If we have these words which apply to humans only, definitionally, then we're going to need some new words or some new definitions. We don't really have a way to talk about what's going on here. Personally, I'm fine using "lying".

johnisgood · 2025-07-23T23:05:58 1753311958

Yeah, but lying requires intent to deceive. Why would an [want to] LLM deceive? If it "deceives", we would have to answer this question. Otherwise, why should we not just avoid assuming malice (especially in terms of LLMs) and just call them hallucinations or mistakes?

recursive · 2025-07-24T03:01:55 1753326115

These things are constructed in secret. I have no particular reason to grant them any benefit of the doubt. Controlling the output of LLMs in arbitrary ways is certainly worth a lot money to a lot of parties with all kinds of motivations. Even if LLMs are free of hidden agendas now, that's not a stable situation in the current environment.

johnisgood · 2025-07-24T08:33:29 1753346009

I am not saying that it does not "lie", but it does not lie because it wants to lie, or because it has the intent to lie or deceive. It does so because of its system prompts or something else, done by its developers.

What you said is exactly why I said "If it "deceives", we would have to answer this question.". The developers made it so.

somehnguy · 2025-07-24T03:21:13 1753327273

Thank you captain obvious, glad you were able to clear that up. Do you intend to actually talk about the subject of this thread or just nitpick words?

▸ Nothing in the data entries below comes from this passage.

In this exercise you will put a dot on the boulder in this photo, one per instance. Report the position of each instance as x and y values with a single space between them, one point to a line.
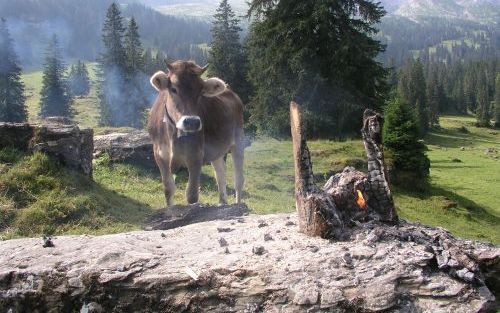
378 268
67 143
135 147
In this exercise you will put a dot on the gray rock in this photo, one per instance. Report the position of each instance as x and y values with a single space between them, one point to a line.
135 147
68 144
128 273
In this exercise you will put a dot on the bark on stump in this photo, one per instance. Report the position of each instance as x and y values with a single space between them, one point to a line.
348 197
318 215
379 192
68 144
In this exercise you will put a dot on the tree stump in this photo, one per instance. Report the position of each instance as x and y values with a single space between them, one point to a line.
318 215
379 193
68 144
348 197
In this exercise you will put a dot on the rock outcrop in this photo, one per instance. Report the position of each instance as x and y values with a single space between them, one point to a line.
67 143
135 147
251 264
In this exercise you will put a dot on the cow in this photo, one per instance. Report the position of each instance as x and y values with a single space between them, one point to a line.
195 121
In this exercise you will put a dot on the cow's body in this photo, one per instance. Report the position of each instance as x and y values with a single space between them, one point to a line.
183 99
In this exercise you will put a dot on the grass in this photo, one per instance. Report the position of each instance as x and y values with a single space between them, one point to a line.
462 196
37 196
86 111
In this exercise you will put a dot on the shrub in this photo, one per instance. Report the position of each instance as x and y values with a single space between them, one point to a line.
410 165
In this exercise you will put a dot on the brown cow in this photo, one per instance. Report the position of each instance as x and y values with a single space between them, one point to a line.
193 122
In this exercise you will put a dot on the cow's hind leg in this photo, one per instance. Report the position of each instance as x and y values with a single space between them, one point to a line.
167 178
238 156
192 190
220 174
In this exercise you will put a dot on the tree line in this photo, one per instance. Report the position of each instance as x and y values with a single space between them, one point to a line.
123 90
435 88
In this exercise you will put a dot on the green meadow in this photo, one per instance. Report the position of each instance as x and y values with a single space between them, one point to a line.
37 196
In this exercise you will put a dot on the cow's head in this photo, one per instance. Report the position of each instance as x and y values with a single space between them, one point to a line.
181 89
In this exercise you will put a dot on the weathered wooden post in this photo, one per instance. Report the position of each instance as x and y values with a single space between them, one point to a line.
380 196
317 213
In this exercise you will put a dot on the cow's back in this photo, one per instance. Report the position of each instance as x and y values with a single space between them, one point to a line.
222 123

lionkor · 2025-07-24T18:22:08 1753381328

it's not a nitpick when it's all about language

somehnguy · 2025-07-24T18:55:25 1753383325

Just nitpick then, got it. I'm not interested in communicating with you further - thanks bye!

water9 · 2025-07-22T19:38:46 1753213126

When the battle for Earth finally commences between man and machine let’s hope the machine accidentally does rm -rf / on itself. It’s our only hope.

ngruhn · 2025-07-22T19:44:12 1753213452

Can't help but feel sorry for poor Gemini... then again maybe it learned to invoke that feeling in such situations.

bee_rider · 2025-07-22T20:28:57 1753216137

It doesn’t have real shame. But it also doesn’t have, like, the concept of emulating shame to evoke empathy from the human, right? It is just a fine tuned prompt continuer.

hexaga · 2025-07-23T10:24:51 1753266291

Why wouldn't it? That's downright in-distribution. Plenty of it in the pretrain corpus.

bee_rider · 2025-07-23T13:31:08 1753277468

Shame is a feeling. There’s no real reason to suspect it has feelings.

I mean, maybe everything has feelings, I don’t have any strong opinions against animism. But it has feelings in the same way a graphics card or a rock does.

SchemaLoad · 2025-07-23T02:12:35 1753236755

I agree, but also we don't have a definition of what real shame is. Or how we would tell when we crossed the line from emulated shame to real shame.

bee_rider · 2025-07-23T13:44:49 1753278289

I don’t think emulating shame (in the sense of a computer printing statement that look like shame) and real shame have a cross-over line, they are just totally different types of thing.

Feeling shame requires feeling. I can’t prove that an LLM isn’t feeling in the same way that I can’t prove that a rock or a graphics card isn’t feeling.

rthrfrd · 2025-07-23T07:04:44 1753254284

We do, you might find legal sentencing guidelines to be informative, they’ve already been dealing with this for a very long time. (E.g. It’s why a first offence and repeat offence are never considered in the same light.)